Simply put, the Humorously Maniacal Milwaukee Makerspace Multimedia Machine (HMMMMMM) is a personal sized movie theater, with 5.16 surround sound. That’s right, this theater is like a conventional 5.1 home theater, but with 15 extra subwoofers to delight the senses. While the bass in a live concert can be felt in your chest, the bass in the HMMMMMM can be felt in your soul(!). In addition altering listener’s consciousness, the HMMMMMM will soon be used to screen our yet-to-be-filmed Milwaukee Makerspace orientation video as an integral part of our onboarding process for all new members. The HMMMMMM measures about 7 feet long and about 4 feet wide. An eager movie-goer can simply climb up the integral stairs (shown on the left) and jump in through the 27” diameter escape hatch in the top of the HMMMMMM. Despite its crazy appearance, the HMMMMMM offers a surprisingly comfortable reclining position, much like that of a lazy-boy. Check out this photo of the HMMMMMM under construction for a better idea of the ergonomic internal layout: There is a pillow for one’s head, and ones feet extend to the right. The 27” display is mounted to the angled portion on the top surface, about 24” from the viewer. Eventually, two 24″ monitors will expand the visual experience into the periphery.

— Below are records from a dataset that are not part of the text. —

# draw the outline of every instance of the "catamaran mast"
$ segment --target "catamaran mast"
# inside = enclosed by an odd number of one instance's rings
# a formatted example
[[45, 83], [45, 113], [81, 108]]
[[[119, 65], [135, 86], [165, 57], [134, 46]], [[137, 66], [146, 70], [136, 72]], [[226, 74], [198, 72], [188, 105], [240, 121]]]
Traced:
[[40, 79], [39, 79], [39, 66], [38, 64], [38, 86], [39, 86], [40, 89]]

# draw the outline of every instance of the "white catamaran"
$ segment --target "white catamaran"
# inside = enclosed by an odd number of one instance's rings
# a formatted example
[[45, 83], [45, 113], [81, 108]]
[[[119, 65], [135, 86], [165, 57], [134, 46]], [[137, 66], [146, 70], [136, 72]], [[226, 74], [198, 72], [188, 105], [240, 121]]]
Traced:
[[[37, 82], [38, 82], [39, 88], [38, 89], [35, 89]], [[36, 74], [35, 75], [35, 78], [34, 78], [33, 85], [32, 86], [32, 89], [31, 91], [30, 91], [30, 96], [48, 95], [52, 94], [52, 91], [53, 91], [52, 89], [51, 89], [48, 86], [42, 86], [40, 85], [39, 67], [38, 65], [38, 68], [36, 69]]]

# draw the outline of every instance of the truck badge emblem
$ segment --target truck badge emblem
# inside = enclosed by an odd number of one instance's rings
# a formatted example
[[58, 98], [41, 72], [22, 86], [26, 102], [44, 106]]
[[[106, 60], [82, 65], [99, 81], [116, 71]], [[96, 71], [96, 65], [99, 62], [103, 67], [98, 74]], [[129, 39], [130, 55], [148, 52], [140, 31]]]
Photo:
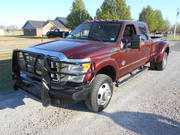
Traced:
[[122, 64], [122, 66], [124, 66], [124, 65], [126, 64], [126, 61], [123, 60], [123, 61], [121, 62], [121, 64]]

The audio portion of the HMMMMMM is a 5.16 system. The high frequencies are played by 5 uninteresting Swan/HiVi speakers that are arranged in a properly boring 5 channel surround configuration. The more exciting portion of the audio system is the subwoofer – well, the 16 (Sixteen) 10″ high efficiency subwoofers that provide that TrueBass™ sensation the masses crave. Its clear from the use of 16 subwoofers that one object of the HMMMMMM was to create an audio system that plays low bass. Playback of really low bass typically requires an extremely large speaker box, and still notes as low as 20 Hz are rarely audible. However, inside any speaker box the bass response is naturally flat to much lower (subsonic) pitches. For more on the sound pressure level inside and outside speaker boxes, check out this link. The graph below is a measurement of the SPL or sound pressure level (how loud it is) versus frequency (pitch) at the listener’s ears in the HMMMMMM.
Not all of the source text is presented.